Dynamic modeling and force-vibration mapping mechanism construction of rolling bearings considering cage flexibility and local faults

Abstract

Rolling bearings are one of important components of rotating machinery transmissions and thus its health condition is important for the safety of machinery. Thus, rolling bearing vibration analysis is critical for bearing health condition monitoring. Current bearing vibration analysis ignores multiple compound influencing factors for dynamic modeling. Hence, a more accurate bearing dynamic model, considering multiple factors including cage flexibility, time-varying displacement excitations caused by local defects and elastohydrodynamic (EHD) lubrication, is proposed to accurately reflect force states among bearing elements and vibration responses of bearings.

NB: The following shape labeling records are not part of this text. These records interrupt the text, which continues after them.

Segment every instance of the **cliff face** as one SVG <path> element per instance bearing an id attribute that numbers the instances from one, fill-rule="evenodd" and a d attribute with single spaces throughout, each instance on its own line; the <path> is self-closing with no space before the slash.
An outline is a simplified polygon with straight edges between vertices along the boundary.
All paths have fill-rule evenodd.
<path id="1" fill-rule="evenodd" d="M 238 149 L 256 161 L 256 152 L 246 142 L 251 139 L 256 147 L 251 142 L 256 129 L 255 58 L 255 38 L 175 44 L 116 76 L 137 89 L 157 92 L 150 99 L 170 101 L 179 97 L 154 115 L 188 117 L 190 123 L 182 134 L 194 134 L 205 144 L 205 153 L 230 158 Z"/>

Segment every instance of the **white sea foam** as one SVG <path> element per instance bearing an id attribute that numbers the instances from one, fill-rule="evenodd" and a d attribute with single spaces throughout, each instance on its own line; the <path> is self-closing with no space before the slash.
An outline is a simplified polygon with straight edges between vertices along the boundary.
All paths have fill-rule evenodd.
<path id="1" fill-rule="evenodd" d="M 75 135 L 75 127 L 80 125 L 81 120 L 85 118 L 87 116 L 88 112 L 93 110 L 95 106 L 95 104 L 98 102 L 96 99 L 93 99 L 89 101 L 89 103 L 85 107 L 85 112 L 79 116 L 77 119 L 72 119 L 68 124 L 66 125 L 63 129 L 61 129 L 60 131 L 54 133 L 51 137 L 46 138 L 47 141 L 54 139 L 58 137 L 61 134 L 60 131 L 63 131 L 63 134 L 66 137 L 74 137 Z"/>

Furthermore, the force states and vibration responses of bearings with localized defects in the proposed model are analyzed in details: (1) the main excitation source of the dynamic model under faulty conditions is identified as the contact force between the rolling element and the raceway by analyzing the vibration signals and main physical variables (the contact forces and the friction forces) in numerical values and change trends; (2) the mapping mechanism between the main excitation source and the vibration response is constructed. The force states among bearing elements are detailedly analyzed in the proposed model and the relationship between the forces and bearing vibration responses is revealed, facilitating the bearing health condition monitoring and vibration control of machinery.